I try not to argue with the opinions here when it is subjective. I will present counter-arguments in the presence of evidence though. The first claim that the Leaf 12V charging system is setup to only work with FLA batteries is probably not correct. No one that I am aware of has the engineering documents for the Leaf, so none of us know exactly what Nissan intends to do exactly, but we can infer based on the evidence of what we can measure and observe ourselves.
For starters,
if the Leaf was intended to only work for FLA batteries, it would not be floating the 12V battery at
13.0V To properly take care of the FLA, the voltage would need to float between
13.5V and
13.62V Most Manufacturers recommend
2.25V to
2.27V per cell when the battery is "warm", like room temperature warm. When the battery is colder, the float voltage has to be higher to protect it's capacity. When the battery is hot, the float voltage has to be lowered, again to protect capacity. AGM batteries can float at a lower voltage, usually the recommended range is
13.2V to
13.6V. But, again the Leaf is not doing this. So, the Leaf fails on that compared to a typical ICE vehicle alternator that is keeping a constant
+14V going on the battery at all times.
Next the Leaf never fully charges a FLA battery because it is charging based on a combination of voltage and power readings made by the battery current sensor. That is the logical way to protect the battery from being over-charged because the Leaf open voltage is
15V. This works fine when a FLA battery is brand new. As the FLA battery ages, the amount of power it can recharge with decreases. This means there is a way to get both a high charge voltage and small charge current that the system can not account for, instead it makes a best guess on the state of charge; of the 12V battery. Because there is no system counting power in and out of the 12V system, the Leaf has no idea if the 12V battery is actually fully charged. It's very easy to blast a FLA battery to
14.4V with 100 amps of power but there is a point where the amount of power going in will have to be decreased to prevent the voltage from climbing too high and causing capacity damage. Again, the Leaf is guessing, it does not know exactly how much power was in the FLA battery and it does not track how much it is putting in. It is working only on the voltage and current. The Leaf does not try to keep a 12V battery topped off like a battery maintainer would.

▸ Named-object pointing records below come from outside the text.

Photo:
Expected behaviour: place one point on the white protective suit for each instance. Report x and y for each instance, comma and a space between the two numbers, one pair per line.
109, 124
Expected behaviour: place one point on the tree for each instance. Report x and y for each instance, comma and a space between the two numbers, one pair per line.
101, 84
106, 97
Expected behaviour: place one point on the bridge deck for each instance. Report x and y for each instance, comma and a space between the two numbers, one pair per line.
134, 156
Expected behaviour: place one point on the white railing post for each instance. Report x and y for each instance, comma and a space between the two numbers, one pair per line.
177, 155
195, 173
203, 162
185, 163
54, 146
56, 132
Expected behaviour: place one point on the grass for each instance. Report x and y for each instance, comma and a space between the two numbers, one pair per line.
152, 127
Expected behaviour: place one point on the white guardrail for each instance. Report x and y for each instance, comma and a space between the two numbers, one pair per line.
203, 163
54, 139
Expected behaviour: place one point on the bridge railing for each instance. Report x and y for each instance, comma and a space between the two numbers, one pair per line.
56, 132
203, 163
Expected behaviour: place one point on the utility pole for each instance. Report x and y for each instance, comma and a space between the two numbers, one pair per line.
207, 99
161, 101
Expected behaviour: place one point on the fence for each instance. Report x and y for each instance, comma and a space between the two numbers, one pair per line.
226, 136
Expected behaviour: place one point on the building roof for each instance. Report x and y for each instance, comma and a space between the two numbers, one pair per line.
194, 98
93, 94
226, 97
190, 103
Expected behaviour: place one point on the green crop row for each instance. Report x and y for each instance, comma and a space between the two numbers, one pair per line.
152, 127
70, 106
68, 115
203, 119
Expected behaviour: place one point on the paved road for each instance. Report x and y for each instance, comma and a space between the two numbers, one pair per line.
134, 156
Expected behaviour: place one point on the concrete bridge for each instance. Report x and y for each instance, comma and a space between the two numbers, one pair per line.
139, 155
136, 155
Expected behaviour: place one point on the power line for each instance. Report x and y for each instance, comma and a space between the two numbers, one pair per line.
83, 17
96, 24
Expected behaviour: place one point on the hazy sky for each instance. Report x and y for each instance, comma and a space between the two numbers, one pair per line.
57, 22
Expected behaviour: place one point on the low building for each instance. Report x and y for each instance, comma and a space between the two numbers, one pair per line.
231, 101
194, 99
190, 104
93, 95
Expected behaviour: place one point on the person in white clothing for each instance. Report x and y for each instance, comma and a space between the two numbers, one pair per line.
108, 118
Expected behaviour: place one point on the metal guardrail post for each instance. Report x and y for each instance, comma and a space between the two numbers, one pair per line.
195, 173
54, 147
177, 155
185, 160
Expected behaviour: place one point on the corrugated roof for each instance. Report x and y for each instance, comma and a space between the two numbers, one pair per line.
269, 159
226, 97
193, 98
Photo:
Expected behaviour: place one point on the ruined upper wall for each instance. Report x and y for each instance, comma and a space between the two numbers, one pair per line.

Given the above statements, the Leaf wasn't designed to only work with FLA or AGM batteries, it was designed to be compatible with them. Otherwise, why go through all the coding to make such a complicated charging system? Why not just blast
+14V and be done with it? The Leaf could easily do that and it would be a much simpler system. The reason is safety related. Most vehicle alternators max at 100 amps. More of an average, you can find plenty that do less or more I'm sure. They are tuned to
+14V and have the added benefit that the battery itself is the current limit along with the physical load on the alternator pushing back. The whole system has over a century of research and development to match up FLA batteries to ICE vehicle usage quite well.

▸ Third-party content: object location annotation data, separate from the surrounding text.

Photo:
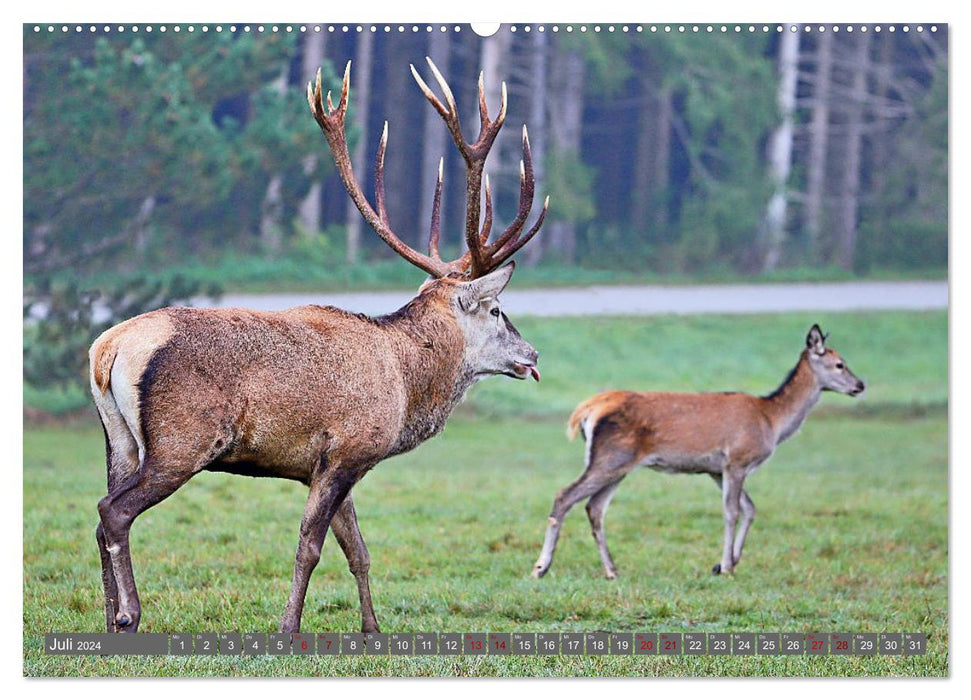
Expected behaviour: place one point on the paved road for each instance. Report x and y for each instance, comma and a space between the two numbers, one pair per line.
642, 300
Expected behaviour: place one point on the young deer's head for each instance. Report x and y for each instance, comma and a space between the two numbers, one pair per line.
471, 283
830, 370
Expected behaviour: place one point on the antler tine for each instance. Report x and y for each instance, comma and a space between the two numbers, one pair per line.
429, 95
511, 248
449, 98
435, 234
487, 222
526, 189
379, 197
331, 122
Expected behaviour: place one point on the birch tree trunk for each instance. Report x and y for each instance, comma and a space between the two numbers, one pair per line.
849, 202
818, 148
566, 78
309, 212
780, 149
539, 45
271, 210
363, 52
651, 168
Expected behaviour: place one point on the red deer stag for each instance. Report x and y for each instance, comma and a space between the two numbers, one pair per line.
726, 436
314, 394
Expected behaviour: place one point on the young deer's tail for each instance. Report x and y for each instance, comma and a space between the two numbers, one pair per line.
582, 412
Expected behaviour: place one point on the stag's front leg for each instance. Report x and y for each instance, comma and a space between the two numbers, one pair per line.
731, 484
154, 481
349, 537
328, 488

Let's think about an engineering perspective on the Leaf. It's 200x and the Leaf needs a 12V power source to run everything except the drive motor and HVAC. The only viable technology that has years of testing and mass production to boot is FLA batteries. Seems like an easy choice, you only need it to switch on the main relays and then the HV battery takes over from there. Sure, now how do you charge the 12V battery back up? Well, use some power from that fancy 12V system you created. Ok, but how do this in a safe way? You can't just blast in +150 amps into the battery everytime. What if the battery was freezing? What if the battery has capacity damage from age or manufacturing issues? You need a way to control how much power you are forcing in. You also need to run all your 12V accessories without having them fail from voltage that is too high or too low. Nissan didn't built two "12 Volt" systems, they are using the same one to do both. That makes it literally impossible to have something that is designed around a certain battery chemistry and yet also runs the accessories at the same time with a regulated and predictable power level. That's why the whole system is a compromise at 13.0V. It keeps the accessories at a consistent power level and it is close to, but not quite there for keeping a 12V battery at the maximum state of charge. Nissan uses some workarounds like trying to get the 12V battery to 14.4V as fast as it can before leveling off at 13.0V but it's usually not enough time to keep any FLA or AGM battery at the maximum state of charge. Just like it's bad to leave a Lithium battery at 100% SOC for long periods of time, the opposite is true for FLA / AGM batteries, they need to be at 100% SOC all the time.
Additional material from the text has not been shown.